Gold draws more Singapore investors as prices climb, access improves

More retail investors and wealthy people in Singapore are turning to gold as rising prices and easier access fuel demand.
At OCBC, the number of customers investing in gold more than doubled in April compared with a year earlier, according to Vasu Menon, managing director of investment strategy at the lender. Roughly 90% of these investors are retail or personal banking customers, The Straits Times reported.
The average amounts invested also rose over 30% year-on-year, raising the investment allocation in gold by nearly five percentage points.
UOB, another lender, has seen a similar surge in demand through its gold savings accounts.
Its head of global markets, Kelvin Ng, said the average number of gold purchases made through these accounts climbed by 85% year-on-year in the first four months of 2025 while the average monthly volume of physical gold traded went up by 64% during the same period.
Meanwhile, gold dealers in Singapore have reported a jump in sales of gold bars and coins this year, especially to wealthy individuals.
Gregor Gregersen, founder of The Reserve, a high-capacity vault for gold and silver storage in Changi, said some ultra-high-net-worth individuals are snapping up S$60-70 million (US$46-54 million) worth of physical gold.
"They're saying, ‘I'd rather... get physical gold, put it in a safe place, and essentially reduce my risk’," he said, as quoted by Channel News Asia .
According to data from the World Gold Council, the city-state's demand for gold bars and coins rose 35% year-on-year to 2.5 tons in the first three months of this year.
This marked the highest growth for the quarter since record keeping began in 2010 despite the metal's meteoric rise, with prices hitting record highs of US$3,000 per troy ounce in March and US$3,500.05 on April 22, as reported by The Business Times . A troy ounce is equivalent to 31.1 grams.
While prices have recently eased to around US$3,350 following an improvement in investor sentiment after trade tensions between major economies began to ease, some analysts believe gold could still retest the US$3,500 level in the coming months.
"We expect gold and silver prices to remain strong and to rise further as long as the political and economic problems continue and we don't see them ending anytime soon," said Jeffrey Christian, managing partner of CPM Group, as quoted by Reuters .
Shaokai Fan, head of Asia-Pacific and central banks at the World Gold Council, noted that the precious metal is relatively liquid and has consistently shown its resilience during times of instability.
"I think that's what caused a lot of investors to still invest in gold despite the fact that the price is relatively high," he noted.
Menon added that the growing interest in gold has been fueled by increasing ease of access thanks to fractionalization, which refers to breaking down a troy ounce of gold into smaller tradable units.
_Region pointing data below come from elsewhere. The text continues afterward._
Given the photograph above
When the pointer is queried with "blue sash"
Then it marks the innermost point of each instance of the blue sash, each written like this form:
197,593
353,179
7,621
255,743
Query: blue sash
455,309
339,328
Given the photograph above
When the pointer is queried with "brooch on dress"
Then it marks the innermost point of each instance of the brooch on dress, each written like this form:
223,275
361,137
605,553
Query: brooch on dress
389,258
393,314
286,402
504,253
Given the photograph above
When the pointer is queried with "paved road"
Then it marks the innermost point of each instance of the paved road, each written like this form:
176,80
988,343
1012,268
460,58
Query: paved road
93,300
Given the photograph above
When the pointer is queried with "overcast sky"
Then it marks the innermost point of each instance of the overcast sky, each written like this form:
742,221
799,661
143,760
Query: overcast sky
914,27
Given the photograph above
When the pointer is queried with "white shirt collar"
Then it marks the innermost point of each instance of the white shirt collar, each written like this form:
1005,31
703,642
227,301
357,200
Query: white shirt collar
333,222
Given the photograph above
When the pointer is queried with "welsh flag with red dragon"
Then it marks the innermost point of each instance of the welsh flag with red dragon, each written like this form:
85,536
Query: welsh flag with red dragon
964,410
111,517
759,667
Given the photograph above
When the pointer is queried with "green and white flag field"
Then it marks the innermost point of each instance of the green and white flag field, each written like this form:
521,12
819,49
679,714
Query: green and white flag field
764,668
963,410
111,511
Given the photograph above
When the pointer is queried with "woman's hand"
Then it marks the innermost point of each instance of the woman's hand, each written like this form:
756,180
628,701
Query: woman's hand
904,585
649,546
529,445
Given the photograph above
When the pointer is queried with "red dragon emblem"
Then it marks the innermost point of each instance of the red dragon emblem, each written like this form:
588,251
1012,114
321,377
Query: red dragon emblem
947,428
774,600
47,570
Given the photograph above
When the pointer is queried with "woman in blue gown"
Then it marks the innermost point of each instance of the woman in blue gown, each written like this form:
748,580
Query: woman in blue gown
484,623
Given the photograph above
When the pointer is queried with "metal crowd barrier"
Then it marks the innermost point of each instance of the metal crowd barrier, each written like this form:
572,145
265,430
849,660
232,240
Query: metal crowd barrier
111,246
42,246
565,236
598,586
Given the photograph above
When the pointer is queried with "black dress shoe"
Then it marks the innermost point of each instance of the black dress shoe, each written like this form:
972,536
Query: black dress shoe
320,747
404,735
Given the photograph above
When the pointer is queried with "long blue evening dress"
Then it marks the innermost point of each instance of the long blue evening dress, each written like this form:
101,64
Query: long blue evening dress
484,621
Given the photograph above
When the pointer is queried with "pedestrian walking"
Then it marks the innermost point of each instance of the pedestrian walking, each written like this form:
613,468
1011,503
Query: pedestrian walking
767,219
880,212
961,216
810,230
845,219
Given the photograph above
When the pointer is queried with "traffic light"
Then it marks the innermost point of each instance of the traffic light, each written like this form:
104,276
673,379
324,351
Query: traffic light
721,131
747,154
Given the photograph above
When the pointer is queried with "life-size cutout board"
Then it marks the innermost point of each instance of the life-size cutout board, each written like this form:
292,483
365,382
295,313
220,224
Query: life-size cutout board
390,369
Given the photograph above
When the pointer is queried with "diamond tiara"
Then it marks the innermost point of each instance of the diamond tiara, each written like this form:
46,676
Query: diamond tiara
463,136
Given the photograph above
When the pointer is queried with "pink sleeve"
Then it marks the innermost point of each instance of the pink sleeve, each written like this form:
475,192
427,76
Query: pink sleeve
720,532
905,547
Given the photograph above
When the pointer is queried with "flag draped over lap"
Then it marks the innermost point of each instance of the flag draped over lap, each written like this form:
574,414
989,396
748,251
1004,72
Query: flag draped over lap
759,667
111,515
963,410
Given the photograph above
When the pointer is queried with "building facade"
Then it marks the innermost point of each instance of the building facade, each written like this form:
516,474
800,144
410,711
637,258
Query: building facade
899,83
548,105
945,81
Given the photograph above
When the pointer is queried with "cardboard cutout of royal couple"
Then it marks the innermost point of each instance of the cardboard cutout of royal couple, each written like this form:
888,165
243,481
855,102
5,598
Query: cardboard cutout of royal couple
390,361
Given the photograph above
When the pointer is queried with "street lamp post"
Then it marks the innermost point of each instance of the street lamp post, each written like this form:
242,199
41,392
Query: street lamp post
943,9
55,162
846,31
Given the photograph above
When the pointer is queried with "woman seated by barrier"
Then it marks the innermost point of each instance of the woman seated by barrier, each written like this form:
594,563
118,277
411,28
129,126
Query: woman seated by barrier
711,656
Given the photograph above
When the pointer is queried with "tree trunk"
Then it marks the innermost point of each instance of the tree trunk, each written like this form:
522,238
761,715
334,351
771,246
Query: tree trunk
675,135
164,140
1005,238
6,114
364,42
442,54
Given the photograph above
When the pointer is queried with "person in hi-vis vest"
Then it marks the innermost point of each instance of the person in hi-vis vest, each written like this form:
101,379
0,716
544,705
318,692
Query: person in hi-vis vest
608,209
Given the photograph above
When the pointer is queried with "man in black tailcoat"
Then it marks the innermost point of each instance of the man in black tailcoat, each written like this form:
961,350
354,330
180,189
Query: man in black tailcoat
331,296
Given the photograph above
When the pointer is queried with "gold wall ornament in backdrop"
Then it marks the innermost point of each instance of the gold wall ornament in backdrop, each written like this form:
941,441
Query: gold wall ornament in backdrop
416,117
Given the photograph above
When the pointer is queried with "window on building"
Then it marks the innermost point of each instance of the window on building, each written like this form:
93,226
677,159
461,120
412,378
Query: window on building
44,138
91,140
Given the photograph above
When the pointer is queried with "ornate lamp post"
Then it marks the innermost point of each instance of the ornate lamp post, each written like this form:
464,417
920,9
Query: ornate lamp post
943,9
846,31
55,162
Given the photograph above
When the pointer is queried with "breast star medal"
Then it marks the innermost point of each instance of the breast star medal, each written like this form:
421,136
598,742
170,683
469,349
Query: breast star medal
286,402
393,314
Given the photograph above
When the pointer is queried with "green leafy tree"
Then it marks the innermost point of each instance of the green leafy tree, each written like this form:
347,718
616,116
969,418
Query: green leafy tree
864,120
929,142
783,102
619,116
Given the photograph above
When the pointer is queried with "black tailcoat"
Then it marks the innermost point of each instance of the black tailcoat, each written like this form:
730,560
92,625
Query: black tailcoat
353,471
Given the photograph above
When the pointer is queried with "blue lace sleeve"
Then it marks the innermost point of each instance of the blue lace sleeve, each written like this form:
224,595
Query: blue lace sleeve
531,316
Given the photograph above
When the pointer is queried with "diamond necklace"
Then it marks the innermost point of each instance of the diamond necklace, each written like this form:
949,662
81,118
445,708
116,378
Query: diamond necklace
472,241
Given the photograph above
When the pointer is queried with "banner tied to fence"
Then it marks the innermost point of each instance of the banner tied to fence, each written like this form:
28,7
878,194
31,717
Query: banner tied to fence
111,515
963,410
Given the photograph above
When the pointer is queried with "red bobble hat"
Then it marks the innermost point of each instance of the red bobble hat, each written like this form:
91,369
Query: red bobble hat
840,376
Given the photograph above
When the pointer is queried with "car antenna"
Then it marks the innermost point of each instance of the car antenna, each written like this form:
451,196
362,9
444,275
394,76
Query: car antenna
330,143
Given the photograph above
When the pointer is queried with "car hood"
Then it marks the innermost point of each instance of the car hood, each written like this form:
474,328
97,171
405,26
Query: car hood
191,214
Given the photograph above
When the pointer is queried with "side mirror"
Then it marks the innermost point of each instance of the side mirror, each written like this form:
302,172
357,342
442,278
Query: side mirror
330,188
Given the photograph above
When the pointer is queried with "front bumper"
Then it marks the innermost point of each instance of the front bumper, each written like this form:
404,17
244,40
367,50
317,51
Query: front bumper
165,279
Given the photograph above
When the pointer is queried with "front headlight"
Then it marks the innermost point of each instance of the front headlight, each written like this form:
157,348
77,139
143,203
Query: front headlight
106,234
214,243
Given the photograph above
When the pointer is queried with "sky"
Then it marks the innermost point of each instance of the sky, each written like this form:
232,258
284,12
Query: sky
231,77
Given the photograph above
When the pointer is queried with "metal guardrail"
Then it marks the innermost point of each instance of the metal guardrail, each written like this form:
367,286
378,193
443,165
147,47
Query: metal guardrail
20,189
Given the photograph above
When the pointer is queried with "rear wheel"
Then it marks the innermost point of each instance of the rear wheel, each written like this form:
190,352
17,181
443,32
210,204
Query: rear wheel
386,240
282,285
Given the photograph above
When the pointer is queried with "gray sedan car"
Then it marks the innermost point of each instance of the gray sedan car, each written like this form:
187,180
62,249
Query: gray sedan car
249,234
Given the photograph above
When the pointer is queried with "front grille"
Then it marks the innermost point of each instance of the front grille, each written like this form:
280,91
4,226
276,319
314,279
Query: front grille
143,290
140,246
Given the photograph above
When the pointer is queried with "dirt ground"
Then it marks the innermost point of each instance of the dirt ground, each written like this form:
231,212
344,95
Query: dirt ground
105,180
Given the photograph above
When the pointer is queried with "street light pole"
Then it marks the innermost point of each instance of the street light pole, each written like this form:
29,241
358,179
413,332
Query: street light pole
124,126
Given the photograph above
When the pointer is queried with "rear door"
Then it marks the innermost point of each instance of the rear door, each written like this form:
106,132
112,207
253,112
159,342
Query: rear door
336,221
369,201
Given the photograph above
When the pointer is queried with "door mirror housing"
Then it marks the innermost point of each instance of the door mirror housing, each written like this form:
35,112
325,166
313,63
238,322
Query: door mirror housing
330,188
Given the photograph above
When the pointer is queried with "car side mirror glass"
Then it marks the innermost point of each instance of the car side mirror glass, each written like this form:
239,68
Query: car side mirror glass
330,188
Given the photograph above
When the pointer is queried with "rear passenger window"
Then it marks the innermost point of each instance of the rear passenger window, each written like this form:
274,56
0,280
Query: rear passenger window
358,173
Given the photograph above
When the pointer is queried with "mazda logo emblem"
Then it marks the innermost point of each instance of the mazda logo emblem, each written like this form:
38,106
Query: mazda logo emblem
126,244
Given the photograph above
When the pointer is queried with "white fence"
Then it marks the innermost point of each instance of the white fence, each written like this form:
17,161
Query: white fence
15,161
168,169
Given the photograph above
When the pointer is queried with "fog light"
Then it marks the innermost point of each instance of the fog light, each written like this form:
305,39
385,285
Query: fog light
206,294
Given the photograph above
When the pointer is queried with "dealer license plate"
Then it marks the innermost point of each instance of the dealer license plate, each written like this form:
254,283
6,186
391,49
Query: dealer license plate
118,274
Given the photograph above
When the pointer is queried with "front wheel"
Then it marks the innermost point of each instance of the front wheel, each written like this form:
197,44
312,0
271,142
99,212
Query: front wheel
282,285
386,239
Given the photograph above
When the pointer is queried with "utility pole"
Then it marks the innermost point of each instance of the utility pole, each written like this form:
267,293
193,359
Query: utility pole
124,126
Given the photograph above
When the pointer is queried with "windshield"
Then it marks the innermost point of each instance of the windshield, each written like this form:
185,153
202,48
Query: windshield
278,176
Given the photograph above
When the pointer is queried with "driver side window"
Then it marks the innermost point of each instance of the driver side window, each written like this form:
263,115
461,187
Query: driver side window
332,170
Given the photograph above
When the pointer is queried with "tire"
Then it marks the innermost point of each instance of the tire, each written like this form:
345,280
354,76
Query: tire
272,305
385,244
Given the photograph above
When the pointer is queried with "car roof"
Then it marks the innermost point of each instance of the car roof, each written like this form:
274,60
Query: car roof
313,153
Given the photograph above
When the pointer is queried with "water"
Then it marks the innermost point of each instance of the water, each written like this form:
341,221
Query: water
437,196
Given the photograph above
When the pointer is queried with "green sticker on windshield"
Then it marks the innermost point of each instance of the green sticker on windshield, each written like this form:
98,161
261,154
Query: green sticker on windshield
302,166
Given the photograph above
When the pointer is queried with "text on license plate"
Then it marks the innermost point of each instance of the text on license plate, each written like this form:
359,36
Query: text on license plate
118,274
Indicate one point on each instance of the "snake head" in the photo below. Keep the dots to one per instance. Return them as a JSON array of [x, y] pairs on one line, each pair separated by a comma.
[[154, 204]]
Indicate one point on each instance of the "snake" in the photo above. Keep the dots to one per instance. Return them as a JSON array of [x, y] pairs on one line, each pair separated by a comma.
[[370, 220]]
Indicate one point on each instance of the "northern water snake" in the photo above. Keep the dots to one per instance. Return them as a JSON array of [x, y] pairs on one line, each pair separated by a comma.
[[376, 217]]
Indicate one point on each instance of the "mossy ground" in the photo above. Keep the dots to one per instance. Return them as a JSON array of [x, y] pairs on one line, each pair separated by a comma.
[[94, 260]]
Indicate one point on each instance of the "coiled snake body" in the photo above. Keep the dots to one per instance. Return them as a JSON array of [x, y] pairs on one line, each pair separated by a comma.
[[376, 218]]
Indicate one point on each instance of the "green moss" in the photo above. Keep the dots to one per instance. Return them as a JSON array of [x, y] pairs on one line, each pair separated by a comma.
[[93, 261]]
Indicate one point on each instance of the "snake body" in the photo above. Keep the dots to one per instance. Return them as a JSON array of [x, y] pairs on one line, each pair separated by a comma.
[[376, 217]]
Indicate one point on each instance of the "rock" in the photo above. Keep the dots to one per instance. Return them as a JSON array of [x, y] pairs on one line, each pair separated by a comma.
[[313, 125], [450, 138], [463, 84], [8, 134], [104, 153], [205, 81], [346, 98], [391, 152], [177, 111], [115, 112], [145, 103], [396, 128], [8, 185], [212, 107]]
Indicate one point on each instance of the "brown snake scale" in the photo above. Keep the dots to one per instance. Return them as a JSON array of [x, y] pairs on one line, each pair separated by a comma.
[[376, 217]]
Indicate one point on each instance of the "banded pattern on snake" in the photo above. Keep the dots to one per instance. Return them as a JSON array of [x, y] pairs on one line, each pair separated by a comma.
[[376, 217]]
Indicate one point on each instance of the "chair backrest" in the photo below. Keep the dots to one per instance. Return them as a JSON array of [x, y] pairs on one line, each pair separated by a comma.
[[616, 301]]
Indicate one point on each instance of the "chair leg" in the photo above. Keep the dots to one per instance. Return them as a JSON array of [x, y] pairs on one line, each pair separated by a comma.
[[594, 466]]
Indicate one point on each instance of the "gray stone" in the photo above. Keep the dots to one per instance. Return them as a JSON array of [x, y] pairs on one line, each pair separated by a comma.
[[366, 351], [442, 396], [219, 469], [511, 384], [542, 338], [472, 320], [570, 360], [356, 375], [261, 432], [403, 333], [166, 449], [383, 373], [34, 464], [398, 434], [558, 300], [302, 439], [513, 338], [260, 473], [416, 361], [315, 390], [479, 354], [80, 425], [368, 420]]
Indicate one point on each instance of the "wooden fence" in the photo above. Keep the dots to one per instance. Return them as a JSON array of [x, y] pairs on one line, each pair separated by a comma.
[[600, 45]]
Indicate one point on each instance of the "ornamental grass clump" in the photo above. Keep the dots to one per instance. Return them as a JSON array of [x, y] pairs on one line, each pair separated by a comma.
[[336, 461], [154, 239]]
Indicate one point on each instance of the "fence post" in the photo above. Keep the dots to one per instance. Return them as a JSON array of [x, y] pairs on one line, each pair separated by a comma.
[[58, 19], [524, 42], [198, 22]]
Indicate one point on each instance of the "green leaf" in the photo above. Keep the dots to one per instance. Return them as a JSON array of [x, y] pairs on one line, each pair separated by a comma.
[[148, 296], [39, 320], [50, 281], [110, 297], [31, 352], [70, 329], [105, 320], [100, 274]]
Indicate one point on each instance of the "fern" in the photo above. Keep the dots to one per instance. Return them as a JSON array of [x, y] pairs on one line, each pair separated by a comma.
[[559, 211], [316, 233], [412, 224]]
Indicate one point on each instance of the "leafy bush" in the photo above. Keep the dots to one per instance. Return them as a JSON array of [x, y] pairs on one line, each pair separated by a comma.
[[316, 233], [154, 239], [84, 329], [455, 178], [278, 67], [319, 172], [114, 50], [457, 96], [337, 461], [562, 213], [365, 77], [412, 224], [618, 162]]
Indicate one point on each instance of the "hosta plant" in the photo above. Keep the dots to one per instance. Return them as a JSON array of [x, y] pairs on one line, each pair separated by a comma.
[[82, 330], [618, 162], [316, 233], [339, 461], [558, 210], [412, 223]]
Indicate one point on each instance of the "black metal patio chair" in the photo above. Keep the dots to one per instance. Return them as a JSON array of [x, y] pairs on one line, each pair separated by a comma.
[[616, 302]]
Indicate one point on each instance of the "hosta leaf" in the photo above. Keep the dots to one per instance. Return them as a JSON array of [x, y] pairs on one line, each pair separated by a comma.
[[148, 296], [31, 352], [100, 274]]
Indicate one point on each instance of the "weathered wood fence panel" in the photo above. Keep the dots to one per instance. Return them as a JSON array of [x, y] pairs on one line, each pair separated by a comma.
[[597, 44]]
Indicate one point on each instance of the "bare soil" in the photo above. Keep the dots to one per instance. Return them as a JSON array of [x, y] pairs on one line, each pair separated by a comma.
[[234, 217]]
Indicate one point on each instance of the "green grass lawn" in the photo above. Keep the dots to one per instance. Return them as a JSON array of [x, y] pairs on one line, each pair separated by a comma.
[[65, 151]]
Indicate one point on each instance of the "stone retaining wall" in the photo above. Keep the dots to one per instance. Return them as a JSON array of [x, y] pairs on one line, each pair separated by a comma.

This allows individuals to invest in gold without committing large sums upfront and lowering the entry barrier for retail investors.
Retail investors using OCBC’s precious metals trading account can buy or sell in amounts as small as 0.31g of gold via its digital app while UOB’s gold accounts allow them to trade in as little as 5 grams.
Other online platforms go even smaller, with access starting at just 0.1g, according to Priyanka Sachdeva, senior market analyst at Phillip Nova, an affiliate of Singapore-based investment management firm PhillipCapital Group.
This means that instead of having to invest roughly US$3,400 for a full troy ounce, people can spend just US$10.90 for a 0.1g sliver of gold.
Retail investors are also turning to gold-backed exchange-traded funds (ETFs), which track gold prices, foregoing the need to hold the physical metal.
Sachdeva said today’s typical retail investor includes much younger, digitally savvy individuals aged 25 to 40. This trend is especially visible in markets like India and China, where the introduction of fractional gold has made it easier for first-time investors to enter the market.
Robin Tsui, gold strategist for the Asia-Pacific region at State Street Global Advisors, said younger investors are turning to gold not only for its perceived safety but also because they seek to profit from the metal’s strong performance over the last half a decade.
"The general trend is that investors are willing to look into gold. If they have gold, they are looking to increase, not decrease," he said.